While my Montana friend was compiling the addresses, we did a quick check on Krause; he had a house in a northwestern suburb, as close as we could tell with our Washington map.
“So it’s a possibility,” I said. “The whole setup we talked about.”
“If we can spot Carp’s car . . .”
>>> WE KNEW Carp was driving a red Corolla. We knew the license number. He knew our car, and the number. No problem: we went out to National and rented a couple of cars, one from Hertz, one from Avis on my Harry Olson Visa card and Wisconsin driver’s license. We still had the walkie-talkies from New Orleans.
We started looking, driving separate cars, staying in touch with the walkie-talkies.
>
>>> THE house in Ballston we crossed off immediately. The area seemed to be upgrading, and the house where Carp once lived was being rehabbed and was empty. Two carpenters were rebuilding the front porch, and you could look straight through the place. We headed down to south Arlington.
Fairlington is a few hundred acres of low two- and three-story red-brick apartment buildings with white window trimmings in a faux-federal style, spread along narrow, quiet, two-lane streets overhung with oaks; a pleasant enough place for new families just getting started, and we saw a fair number of young mothers out pushing baby strollers.
We thought Carp might be at the White Creek complex, a U-shaped building with four white pillars at the main entrance, and an asphalt parking lot in the front. I cruised the parking lot, which wouldn’t hold many more than a hundred cars, while LuEllen lingered up the block in another car. No Corolla.
“You go around to the left, I’ll go right,” I told her.
“Roger. Over and out.” She thought the walkies-talkies were fun.
>>> IF WE didn’t find him in the first sweep through the complex, we’d agreed that we’d check a few more times—he might simply have gone out for lunch.
But he wasn’t out.
LuEllen found the car fifteen minutes after we started looking for it. The Motorola beeped, I picked it up and said, “Yeah,” and she said, “Got it.”
>>> WE WENT out to a sandwich place in a shopping center on King Street, got chicken-salad sandwiches. “We could just stick the gun in his ear and threaten to pull the trigger if he doesn’t give us the laptop,” LuEllen said.
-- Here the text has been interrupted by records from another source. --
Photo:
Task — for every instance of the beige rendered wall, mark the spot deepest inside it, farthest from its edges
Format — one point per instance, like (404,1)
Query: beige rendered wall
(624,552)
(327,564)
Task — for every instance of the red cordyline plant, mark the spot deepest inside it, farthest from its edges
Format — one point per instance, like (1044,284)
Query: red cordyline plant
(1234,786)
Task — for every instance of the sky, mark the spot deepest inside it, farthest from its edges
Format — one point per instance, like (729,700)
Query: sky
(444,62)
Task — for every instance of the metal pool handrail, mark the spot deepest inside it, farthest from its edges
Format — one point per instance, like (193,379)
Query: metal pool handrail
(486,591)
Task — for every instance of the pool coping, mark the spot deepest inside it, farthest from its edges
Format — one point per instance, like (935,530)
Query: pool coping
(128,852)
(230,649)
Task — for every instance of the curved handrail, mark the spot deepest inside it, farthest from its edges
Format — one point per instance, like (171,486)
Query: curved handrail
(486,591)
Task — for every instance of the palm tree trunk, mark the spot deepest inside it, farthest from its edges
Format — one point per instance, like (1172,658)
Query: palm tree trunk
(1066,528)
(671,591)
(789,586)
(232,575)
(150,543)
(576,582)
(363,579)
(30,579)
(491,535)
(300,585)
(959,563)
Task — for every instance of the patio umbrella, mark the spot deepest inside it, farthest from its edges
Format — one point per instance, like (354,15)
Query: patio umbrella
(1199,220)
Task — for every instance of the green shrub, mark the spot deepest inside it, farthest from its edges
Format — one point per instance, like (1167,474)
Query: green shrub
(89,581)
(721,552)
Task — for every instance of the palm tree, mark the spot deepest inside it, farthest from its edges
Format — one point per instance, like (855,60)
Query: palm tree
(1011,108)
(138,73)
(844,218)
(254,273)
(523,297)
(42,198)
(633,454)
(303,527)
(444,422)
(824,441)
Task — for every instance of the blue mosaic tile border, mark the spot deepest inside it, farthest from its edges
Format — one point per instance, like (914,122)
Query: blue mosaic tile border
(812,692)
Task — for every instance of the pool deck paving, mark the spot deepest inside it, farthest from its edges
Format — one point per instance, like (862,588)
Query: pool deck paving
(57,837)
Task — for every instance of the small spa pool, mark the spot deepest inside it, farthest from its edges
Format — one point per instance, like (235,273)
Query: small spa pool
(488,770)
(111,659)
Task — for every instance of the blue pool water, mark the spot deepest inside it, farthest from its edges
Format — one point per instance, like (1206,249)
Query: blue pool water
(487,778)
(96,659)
“Two problems: we’d have to get close enough to him and we really might have to shoot him if we got that close. He’s got that gun. And what if he doesn’t have the laptop with him?”
“We’d only try it if he had it with him.”
“Too many windows looking out at us, too many mothers on the street.” I shook my head. “Let’s go the other way. Even if we miss, we’ll know where he’s staying.”